Since the release of the Superman comic in 1938, various similar comic book characters have captured both children’s and adults’ attention. All this has prompted the Catholic church to speak on it even though the Catholic Church usually stays away from specifics regarding literature and several forms of art.

Although comic books were prevalent, they were also looked upon with great suspicion that they had to be put on trial in the United States. There was even a special investigation held in 1953 to see if they led to “juvenile delinquency.” The “Comics Code Authority” was created in the United States in 1954 to review content for many decades, but it was rendered defunct in January 2011.

Catholic Comics

To show that they supported this medium, the Catholic church released a Comic called ‘the treasure chest comics’ from 1946 to 1972. It contained a collection of stories about Bible characters, saints, and others.

Marvel Comics published the biographies of St. Francis of Assisi, St. John Paul II, and St. Teresa of Calcutta in 1980, 1982, and 1984. In recent times Catholic publishers have started recreating new Catholic comics. All these go to show the catholic church’s support for this new type of media.

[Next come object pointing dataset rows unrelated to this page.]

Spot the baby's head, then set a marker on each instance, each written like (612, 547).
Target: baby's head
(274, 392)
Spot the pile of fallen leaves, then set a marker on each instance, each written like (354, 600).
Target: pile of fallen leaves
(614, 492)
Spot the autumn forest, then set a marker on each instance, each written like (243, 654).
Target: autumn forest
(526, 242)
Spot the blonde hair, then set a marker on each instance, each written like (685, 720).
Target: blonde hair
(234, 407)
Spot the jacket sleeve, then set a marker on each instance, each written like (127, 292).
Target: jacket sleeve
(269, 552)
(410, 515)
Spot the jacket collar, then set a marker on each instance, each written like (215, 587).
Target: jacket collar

St. John Paul II believes that comics do not necessarily have to preach the faith. In his Letter to Artists, he explained how art has the potential to lift our minds to God.

‘In this spirit of profound respect for beauty, the Constitution on the Sacred Liturgy Sacrosanctum Concilium recalled the historic friendliness of the Church towards art and, referring more specifically to sacred art, the “summit” of religious art, did not hesitate to consider artists as having “a noble ministry” when their works reflect in some way the infinite beauty of God and raise people’s minds to him.’

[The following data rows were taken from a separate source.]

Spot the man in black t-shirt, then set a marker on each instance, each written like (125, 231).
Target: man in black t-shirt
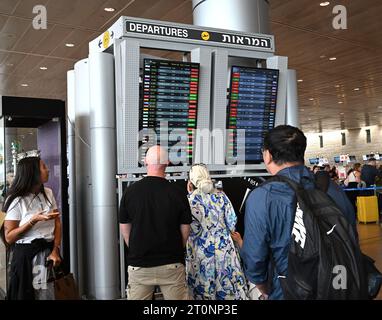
(155, 219)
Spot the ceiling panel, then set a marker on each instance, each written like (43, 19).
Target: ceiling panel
(303, 32)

Warning about Comic books and superheroes

In St. John Paul II message on the 14th World Communications Day, he talked about comics;

‘Generally, [parents] pay vigilant attention to the type of friends with whom their children associate, but do not exercise a similar vigilance regarding the ideas which the radio, the television, records, papers, and comics carry into the “protected” and “safe” intimacy of their homes. And so the mass media often enter the lives of the youngest members of the family with no possibility of the necessary explanations or corrections from parents or other educators which could neutralize any harmful elements and which could equally employ the many valuable aspects to assist in the process by which children are gradually transformed into well-adjusted men and women.’

Be Vigilant

The keyword is “vigilance.” The reason is, children usually have straightforward ideas; “Heroes are good, villains are bad.” Which in practice means that anything their superheroes do register as “good” in their hearts. If the actions performed are not contrary to a virtue already rooted in them, they risk copying those actions. And if those actions are contrary to the moral code instilled by their parents, they can struggle with their conscience to reconcile this contradiction in their minds. Like how could Superman cheat on his girlfriend? The outcome of this resolution can sometimes be for good, but most times can lead to bad choices in the future.

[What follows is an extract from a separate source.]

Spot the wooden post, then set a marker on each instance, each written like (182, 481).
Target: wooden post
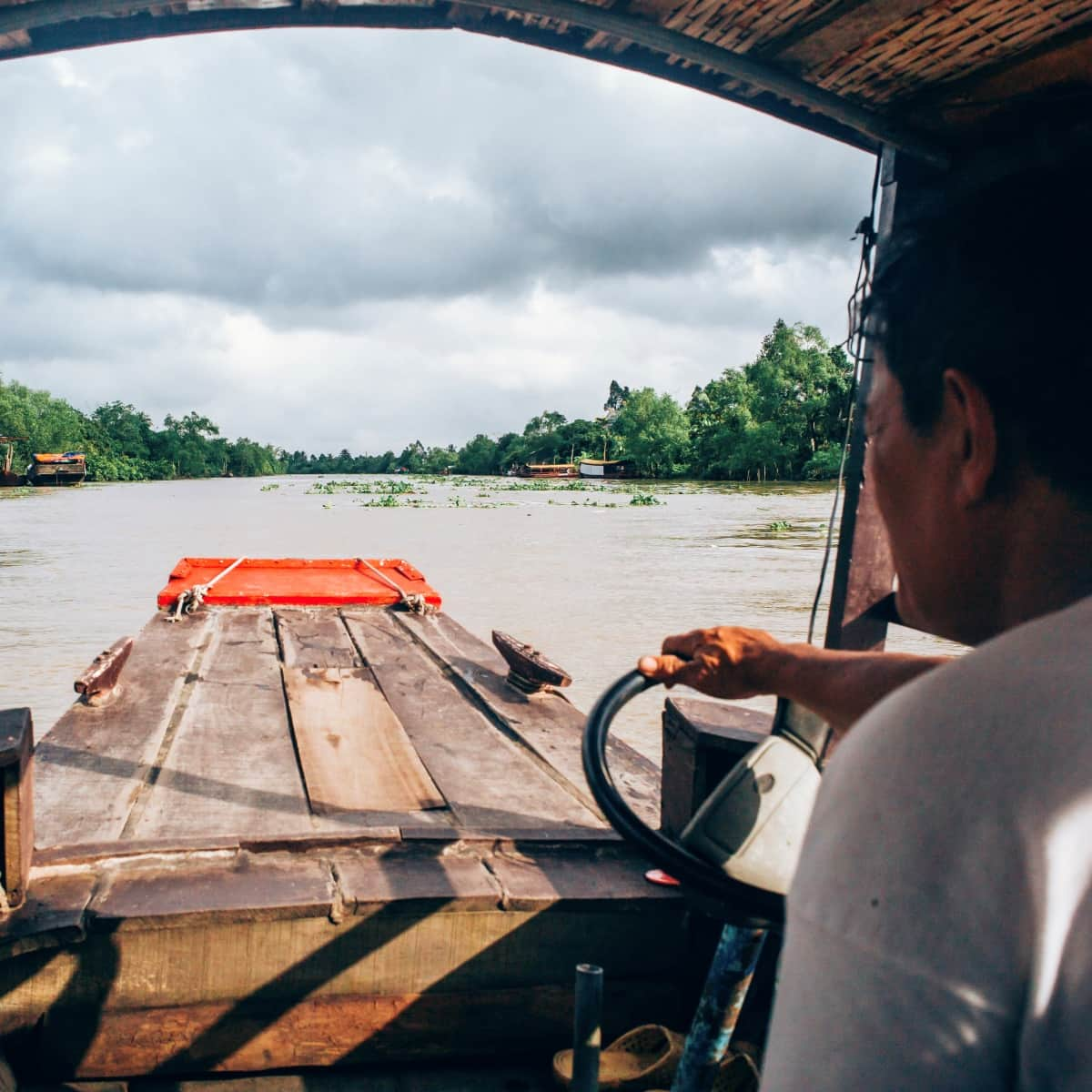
(864, 571)
(16, 814)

As a parent, you need to remember that when your child sees Superman, for example, he sees someone who can do no wrong. So whatever he does, needs to conform with Catholic morality, or you will need to speak to your child about any particular incident witnessed. You could ask, “what did you think when Superman beat that man to death?”, get the child’s opinion, and gently nudge them in the right direction. What this means is that parents need to be vigilant of what their kids consume in comics and other channels of information.

When they are older, they will know that nothing is “black and white” the way they once thought. They can learn that good people have to struggle with evil and evil people also have good inside them. But until then, parents must keep them safe without pushing them away; This is a difficult but necessary task.

The Catholic Church supports comic books and superheroes but those should be rooted in the truth and positivity.